Für die Lochsteine hat man schon alle möglichen Thesen aufgestellt, wozu die Löcher dienen sollten, angefangen bei Sonnen- und Sternbeobachtungen. Alle diese Thesen treffen jedoch höchstens bei einigen Ausnahmen zu, alle anderen Lochsteine entzogen sich bisher beharrlich einer Erklärung.

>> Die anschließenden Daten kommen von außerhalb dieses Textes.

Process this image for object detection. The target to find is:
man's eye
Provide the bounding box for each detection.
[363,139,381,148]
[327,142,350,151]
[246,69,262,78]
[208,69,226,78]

Nun haben die beiden Forscher jedoch durch vorgenommene Messungen feststellen können, dass das Loch im Menhir ganz offenbar die Richtung angibt, in die ein unterirdischer Gang verläuft, denn diese riesigen Steine stehen unmittelbar über solchen Gängen, sofern sie nicht irgendwann versetzt worden sind. Die Lochsteine sind also eine Art Wegmarkierung für die unterirdischen Anlagen und weisen auf den nächsten Zugang hin (auch wenn er heute verschüttet ist).
Die beiden Höhlenforscher haben in jahrzehntelanger Forschungsarbeit hunderte von unterirdischen Gängen und Ganganlagen nachweisen können. Im vorliegenden Buch präsentieren sie mit eindrucksvollen, zum Teil großformatigen Bildern die unbekannte Unterwelt unter unseren Füßen. Und immer wieder stellt sich die Frage: Wer hat warum und zu welchem Zweck diese Anlagen errichtet?
Ich kann diesen Bildband jedem Interessierten wärmstens empfehlen, schon allein wegen den vielen sensationellen Fotos über die Unterwelt, die man wohl kaum in einem anderen Buch findet.